As the paper explains, “platform owners have provided advertisers with proprietary data as a proxy for audience measurement, but reporting definitions are bespoke to each platform and often not fully disclosed.” For example, there is a lack of clarity and comparability between what is simply considered a “view” on TikTok, Facebook, and YouTube.

In addition, the paper argues that “attribution metrics that over-claim their contribution to consumer actions compounds this problem”, as advertisers may be “paying for demand that was there anyway” or dealing with multiple suppliers “claiming the same sale or click”.

An overreliance on last-click attribution, for example, could lead an advertiser to overinvest in the media channel that most closely delivered a sale, rather than the other media channels that contributed to their brand being recognisable, trusted and desirable to a given consumer in the lead-up to purchase.

A lack of independent measurement also creates conflicts of interest. As independent econometrician Alex Vass commented, “When a platform builds the tool that’s supposed to evaluate that platform’s performance… what do you think the recommendations will be? Many of these tools lack rigour, overstate impact, or bury assumptions.”

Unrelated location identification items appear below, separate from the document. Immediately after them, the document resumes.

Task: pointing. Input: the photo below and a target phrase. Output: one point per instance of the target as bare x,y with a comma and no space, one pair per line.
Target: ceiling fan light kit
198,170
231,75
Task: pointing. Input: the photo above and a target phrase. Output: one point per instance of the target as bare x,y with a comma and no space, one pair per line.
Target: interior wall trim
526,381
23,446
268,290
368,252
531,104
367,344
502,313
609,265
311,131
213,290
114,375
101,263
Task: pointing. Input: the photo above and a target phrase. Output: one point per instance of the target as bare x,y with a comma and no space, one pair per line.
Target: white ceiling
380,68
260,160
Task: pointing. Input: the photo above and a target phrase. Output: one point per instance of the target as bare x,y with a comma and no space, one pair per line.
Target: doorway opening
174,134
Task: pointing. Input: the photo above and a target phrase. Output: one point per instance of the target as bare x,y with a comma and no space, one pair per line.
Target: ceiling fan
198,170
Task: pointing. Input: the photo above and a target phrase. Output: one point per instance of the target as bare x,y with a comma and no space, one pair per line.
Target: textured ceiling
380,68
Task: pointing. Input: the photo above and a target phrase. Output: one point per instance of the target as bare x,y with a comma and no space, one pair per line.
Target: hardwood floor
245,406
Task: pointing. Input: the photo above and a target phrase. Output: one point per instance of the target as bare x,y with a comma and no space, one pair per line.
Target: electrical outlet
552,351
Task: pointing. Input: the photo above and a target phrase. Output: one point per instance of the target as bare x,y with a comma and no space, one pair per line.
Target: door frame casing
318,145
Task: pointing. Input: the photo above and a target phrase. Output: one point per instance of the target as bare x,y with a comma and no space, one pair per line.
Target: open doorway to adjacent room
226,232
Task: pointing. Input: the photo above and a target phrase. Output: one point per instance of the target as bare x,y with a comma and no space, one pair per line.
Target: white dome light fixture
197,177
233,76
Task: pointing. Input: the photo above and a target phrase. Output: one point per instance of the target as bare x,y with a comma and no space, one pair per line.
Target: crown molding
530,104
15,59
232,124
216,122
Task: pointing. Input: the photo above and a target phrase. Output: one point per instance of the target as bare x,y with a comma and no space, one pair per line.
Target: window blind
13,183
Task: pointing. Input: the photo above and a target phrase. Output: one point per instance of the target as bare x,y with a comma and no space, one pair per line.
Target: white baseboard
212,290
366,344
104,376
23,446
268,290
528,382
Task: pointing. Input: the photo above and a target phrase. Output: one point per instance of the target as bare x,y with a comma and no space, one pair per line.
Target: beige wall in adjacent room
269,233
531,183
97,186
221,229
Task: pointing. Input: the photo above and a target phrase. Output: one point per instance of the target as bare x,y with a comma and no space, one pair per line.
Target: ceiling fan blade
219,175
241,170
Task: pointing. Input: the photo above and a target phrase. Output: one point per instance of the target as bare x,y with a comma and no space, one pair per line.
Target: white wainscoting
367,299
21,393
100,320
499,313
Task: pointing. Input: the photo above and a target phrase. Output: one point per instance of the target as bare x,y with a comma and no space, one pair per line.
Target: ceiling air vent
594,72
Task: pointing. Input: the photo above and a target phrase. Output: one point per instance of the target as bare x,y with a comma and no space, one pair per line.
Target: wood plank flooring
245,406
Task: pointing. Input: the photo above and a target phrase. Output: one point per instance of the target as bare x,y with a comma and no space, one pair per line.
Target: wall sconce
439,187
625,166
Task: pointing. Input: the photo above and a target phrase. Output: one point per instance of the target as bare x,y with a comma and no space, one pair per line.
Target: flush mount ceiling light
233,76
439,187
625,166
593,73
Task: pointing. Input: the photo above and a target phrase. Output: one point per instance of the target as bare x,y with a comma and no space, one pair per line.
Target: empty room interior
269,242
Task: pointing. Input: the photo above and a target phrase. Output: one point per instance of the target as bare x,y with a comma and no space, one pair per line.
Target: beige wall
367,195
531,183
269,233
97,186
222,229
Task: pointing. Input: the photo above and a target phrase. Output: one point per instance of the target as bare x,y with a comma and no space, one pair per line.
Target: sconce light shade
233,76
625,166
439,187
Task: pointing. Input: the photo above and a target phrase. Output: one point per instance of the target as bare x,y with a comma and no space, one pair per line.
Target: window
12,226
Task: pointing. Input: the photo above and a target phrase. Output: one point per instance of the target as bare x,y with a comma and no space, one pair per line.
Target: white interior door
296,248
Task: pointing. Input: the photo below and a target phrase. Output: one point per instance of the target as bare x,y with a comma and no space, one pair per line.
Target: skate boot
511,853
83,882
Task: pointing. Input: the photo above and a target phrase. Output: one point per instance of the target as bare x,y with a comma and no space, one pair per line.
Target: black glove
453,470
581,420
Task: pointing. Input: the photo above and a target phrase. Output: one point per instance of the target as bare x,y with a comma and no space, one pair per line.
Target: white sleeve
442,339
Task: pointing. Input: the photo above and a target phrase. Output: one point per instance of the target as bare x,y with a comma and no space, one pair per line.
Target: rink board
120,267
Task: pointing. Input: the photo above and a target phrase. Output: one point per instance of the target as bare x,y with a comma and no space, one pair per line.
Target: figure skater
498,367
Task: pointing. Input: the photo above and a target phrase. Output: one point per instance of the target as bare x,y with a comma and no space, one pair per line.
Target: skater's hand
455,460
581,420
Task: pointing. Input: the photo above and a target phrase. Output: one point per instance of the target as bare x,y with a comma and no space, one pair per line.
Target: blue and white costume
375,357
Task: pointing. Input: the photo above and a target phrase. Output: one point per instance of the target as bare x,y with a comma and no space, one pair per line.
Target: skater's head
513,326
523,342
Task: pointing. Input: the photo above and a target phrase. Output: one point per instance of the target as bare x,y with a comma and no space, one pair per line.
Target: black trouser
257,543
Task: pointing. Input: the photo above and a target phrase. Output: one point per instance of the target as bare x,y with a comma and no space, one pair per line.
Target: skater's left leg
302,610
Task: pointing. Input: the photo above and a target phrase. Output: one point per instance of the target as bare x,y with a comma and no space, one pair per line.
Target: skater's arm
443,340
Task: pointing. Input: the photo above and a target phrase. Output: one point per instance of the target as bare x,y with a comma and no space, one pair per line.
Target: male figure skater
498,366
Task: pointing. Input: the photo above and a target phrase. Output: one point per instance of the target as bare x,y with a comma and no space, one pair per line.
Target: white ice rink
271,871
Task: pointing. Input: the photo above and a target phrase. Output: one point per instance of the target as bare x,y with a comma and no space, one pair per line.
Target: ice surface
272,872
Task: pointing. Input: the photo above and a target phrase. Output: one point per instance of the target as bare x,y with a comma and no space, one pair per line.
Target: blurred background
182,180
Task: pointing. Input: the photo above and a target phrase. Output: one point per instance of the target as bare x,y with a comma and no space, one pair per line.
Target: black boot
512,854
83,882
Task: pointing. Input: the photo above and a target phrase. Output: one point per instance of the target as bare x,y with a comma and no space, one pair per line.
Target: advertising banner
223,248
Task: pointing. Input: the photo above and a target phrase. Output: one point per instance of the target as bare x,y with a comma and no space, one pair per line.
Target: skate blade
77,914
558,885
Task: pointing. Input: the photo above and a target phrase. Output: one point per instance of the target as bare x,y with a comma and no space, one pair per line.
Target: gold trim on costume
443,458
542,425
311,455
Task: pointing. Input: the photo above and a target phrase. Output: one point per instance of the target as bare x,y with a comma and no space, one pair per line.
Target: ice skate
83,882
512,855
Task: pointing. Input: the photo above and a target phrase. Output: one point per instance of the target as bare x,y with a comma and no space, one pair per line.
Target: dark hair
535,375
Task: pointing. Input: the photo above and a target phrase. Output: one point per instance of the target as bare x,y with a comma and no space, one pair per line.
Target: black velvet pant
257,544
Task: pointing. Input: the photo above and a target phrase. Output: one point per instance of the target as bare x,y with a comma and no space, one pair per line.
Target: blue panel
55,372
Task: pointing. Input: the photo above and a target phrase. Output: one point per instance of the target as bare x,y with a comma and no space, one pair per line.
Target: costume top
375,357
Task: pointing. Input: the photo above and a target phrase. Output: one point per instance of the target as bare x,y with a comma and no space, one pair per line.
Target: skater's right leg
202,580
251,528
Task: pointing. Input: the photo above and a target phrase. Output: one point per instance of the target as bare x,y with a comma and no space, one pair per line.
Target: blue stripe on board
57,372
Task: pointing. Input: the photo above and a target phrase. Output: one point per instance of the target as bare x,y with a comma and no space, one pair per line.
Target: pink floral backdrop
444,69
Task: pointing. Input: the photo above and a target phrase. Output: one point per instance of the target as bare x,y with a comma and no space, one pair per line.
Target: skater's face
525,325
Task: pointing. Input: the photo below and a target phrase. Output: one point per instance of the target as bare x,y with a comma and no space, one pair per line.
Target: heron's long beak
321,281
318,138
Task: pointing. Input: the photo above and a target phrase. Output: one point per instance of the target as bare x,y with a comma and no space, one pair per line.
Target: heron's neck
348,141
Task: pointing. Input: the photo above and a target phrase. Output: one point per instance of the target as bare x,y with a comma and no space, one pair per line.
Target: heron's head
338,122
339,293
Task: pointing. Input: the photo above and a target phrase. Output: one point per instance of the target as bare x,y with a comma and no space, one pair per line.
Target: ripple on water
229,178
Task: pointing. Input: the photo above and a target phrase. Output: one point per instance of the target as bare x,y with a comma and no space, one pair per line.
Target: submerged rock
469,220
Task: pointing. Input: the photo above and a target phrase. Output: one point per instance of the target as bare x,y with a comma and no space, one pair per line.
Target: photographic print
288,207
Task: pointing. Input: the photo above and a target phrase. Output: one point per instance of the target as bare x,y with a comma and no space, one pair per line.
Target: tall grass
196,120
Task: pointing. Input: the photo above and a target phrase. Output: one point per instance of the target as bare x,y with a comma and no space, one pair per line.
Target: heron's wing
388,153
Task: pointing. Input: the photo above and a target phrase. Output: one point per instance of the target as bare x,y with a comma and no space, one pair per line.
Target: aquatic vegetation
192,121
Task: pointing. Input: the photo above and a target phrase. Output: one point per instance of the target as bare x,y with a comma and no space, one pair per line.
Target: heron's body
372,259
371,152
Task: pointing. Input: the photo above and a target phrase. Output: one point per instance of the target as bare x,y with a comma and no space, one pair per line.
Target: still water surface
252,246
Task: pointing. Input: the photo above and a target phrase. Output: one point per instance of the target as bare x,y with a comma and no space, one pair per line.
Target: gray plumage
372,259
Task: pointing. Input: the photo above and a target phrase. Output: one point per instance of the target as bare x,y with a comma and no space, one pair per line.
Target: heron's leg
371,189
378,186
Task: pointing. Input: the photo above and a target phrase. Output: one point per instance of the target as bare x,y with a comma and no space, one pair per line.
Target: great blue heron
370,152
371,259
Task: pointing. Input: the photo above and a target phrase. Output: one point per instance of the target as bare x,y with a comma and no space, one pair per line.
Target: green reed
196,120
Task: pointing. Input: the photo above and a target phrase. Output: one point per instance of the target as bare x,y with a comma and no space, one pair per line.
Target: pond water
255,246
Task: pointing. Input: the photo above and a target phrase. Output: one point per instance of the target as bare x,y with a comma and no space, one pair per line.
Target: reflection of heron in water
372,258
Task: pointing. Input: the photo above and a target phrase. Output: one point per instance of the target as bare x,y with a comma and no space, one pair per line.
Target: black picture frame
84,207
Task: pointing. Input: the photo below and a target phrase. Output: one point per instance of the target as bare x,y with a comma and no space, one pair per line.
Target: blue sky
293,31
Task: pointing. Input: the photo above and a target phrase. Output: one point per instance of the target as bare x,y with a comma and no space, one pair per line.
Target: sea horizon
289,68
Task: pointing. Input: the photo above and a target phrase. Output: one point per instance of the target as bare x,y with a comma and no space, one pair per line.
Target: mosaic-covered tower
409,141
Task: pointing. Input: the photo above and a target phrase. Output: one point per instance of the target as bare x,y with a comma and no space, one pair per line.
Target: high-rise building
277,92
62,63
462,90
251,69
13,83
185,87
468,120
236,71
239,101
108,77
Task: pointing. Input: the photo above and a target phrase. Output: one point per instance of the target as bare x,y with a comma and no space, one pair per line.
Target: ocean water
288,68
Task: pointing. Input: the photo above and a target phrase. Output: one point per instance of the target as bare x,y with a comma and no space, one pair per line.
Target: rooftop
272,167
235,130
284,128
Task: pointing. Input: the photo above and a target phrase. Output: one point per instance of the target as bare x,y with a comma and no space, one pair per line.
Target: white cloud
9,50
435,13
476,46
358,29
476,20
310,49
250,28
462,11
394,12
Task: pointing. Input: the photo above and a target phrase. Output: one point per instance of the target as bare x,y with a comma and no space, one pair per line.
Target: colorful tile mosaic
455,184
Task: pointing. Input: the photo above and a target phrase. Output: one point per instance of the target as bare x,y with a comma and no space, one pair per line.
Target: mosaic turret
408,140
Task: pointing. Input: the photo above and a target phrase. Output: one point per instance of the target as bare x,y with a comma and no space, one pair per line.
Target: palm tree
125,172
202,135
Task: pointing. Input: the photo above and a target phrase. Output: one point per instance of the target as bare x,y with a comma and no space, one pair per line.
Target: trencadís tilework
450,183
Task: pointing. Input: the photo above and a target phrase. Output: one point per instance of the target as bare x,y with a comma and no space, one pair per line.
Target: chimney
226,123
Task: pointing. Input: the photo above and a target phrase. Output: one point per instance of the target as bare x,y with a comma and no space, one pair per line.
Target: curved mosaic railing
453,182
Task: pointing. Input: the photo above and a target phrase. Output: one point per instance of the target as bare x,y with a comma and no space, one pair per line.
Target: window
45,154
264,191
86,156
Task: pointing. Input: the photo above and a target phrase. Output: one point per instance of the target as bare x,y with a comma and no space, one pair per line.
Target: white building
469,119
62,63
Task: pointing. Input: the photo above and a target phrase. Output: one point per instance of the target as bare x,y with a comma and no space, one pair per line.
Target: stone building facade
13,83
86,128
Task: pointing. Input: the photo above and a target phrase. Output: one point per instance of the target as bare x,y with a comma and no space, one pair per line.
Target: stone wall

There is demand from agency strategists for cross-platform viewability standards, which has led to efforts such as the cross-media measurement service Origin. The initiative, which officially launched last summer, has, however, also found itself mired in disagreements over how to display differences in viewability standards favoured by different media owners.

Short-termism is also a considerable hurdle for marketers to overcome. The ease of use and availability of short-term performance data “has created a gravitational pull towards channels that appear most measurable,” the white paper reads.

Yet, as EssenceMediacom UK chief strategy officer Rich Kirk notes in the paper, “it holds true that in most categories, 95% of the people who see the advertising are not ready to buy right now,” suggesting an overfocus on short-termism can be wasteful and ineffective.

Calls to action for JICs, advertisers and platforms

According to IPA joint research director Dan Flynn, while the ad industry has benefitted from a “profusion of data” about media audiences amid the shift to digital practices, this data “has not led to an equivalent increase in knowledge.”

“With ongoing pressure on marketing accountability, the industry’s ambition to account rigorously for the investment in media advertising is being clouded by the noise that comes from a variety of proprietary definitions of audience exposure,” he said. “This new paper is a call to action for all sides of the industry to prioritise the use of trusted, joint-industry sources as a foundation stone for strategic planning and campaign evaluation.”

New thinking, not new analogies, are needed to sell quality media amid an economic storm

Signals in the Noise 2 indeed makes four direct calls to action to improve advertising effectiveness.

For the media industry as a whole, it urges stakeholders to “invest in and treasure the joint-industry currencies”.

Meanwhile, joint-industry currencies are called upon to “make their data work harder” for the data analytics community. Likewise, it asks for data analysts to “apply the same rigour to assessing data quality that they bring to building models.”

Finally, the white paper also calls for online platforms to make “tangible commitments to the joint-industry principles of transparency, objectivity and independence.”

The report notes that the marketing data analytics community is willing to embrace joint-industry sources over proprietary data, but that it “needs those sources to be more accessible, better documented, and more readily integrated into the modelling and analytics workflows that now sit at the heart of effectiveness measurement.”

It reads: “What effectiveness experts need from audience data is consistent, comparable evidence of how many people have seen an ad; how often and for how long; insight into effective levels of exposure across different channels; and the ability to calculate share of voice across the full media mix.

“These are not luxuries or refinements — they are the foundations on which sound investment decisions are built. And they are precisely what joint-industry measurement, at its best, is designed to deliver.”